До их цели оставалось часа два езды.

На высоком берегу реки Альты шумела и волновалась княжеская дружина. Люди спешно разбирали шатры, складывали походное имущество на возы, седлали коней. Дружина готовилась к спешному отъезду. Лишь несколько шатров оставались нетронутыми. У одного из них стоял высокий красивый юноша. Глаза его грустно смотрели на шумную толпу, окружавшую его. Из толпы вышел высокий старик в богатой боярской одежде.
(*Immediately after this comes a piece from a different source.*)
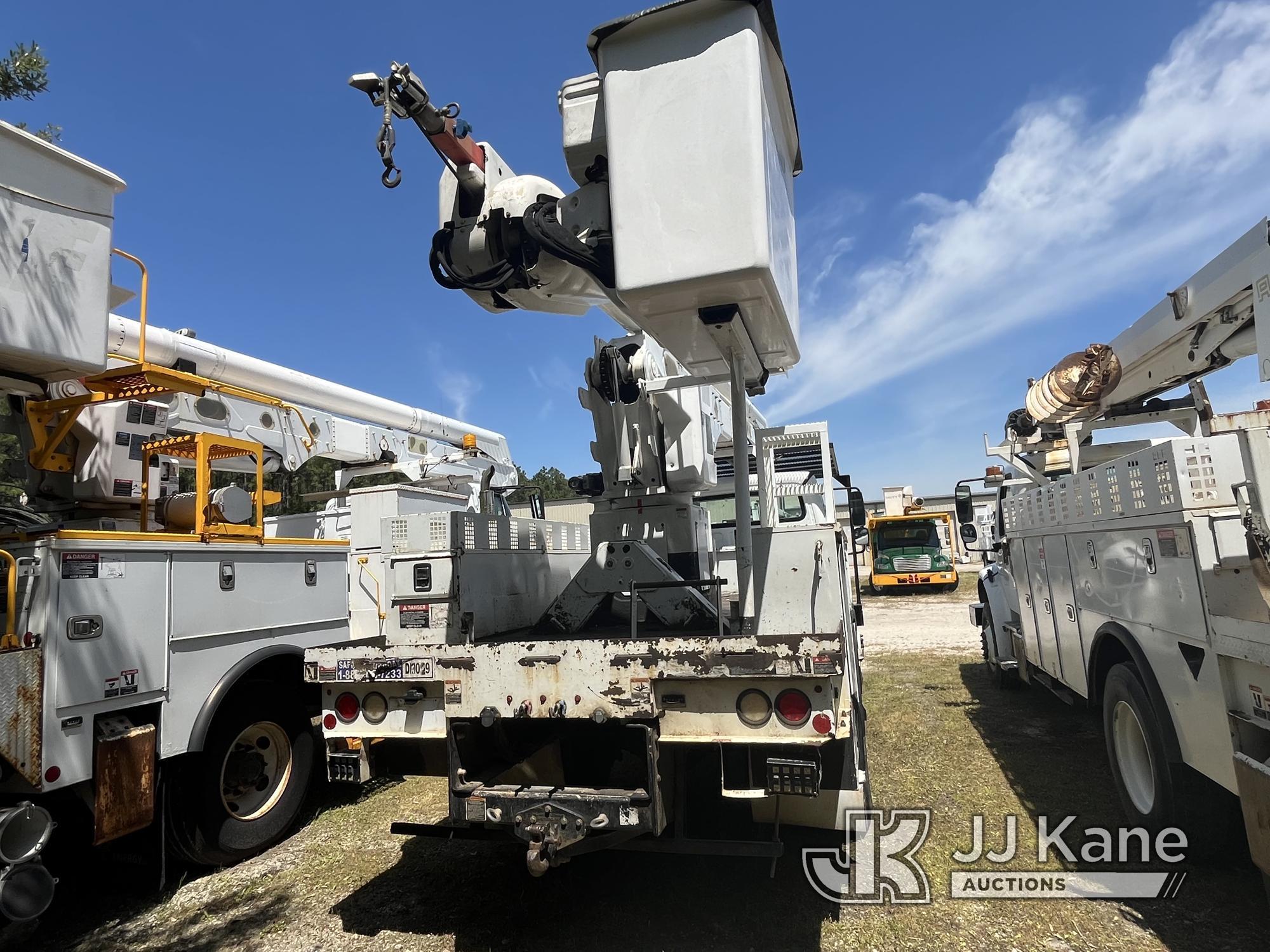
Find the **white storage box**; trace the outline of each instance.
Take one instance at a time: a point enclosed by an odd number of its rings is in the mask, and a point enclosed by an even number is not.
[[[0,367],[105,369],[110,235],[123,180],[0,122]]]
[[[770,371],[798,363],[798,126],[768,3],[691,0],[598,27],[617,293],[697,373],[697,310],[739,305]]]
   — Выслушай, княже, последнюю нашу речь, — проговорил он. — Не видишь ли ты перста Божия в том, что мы вовремя предуведомлены о грозящей тебе опасности, хотя гонцам и трудно было опередить посланных Святополком. Ты был любимым сыном Владимира, великого князя нашего, и тебе, надежде и любимцу народа, сулил он передать престол свой. Помни это. Справиться с посланными Святополка — пустая задача. Скажи слово — и ото всей их дружины следа не останется. Надо будет — все мы ляжем на этом поле, а тебя сохраним для Руси...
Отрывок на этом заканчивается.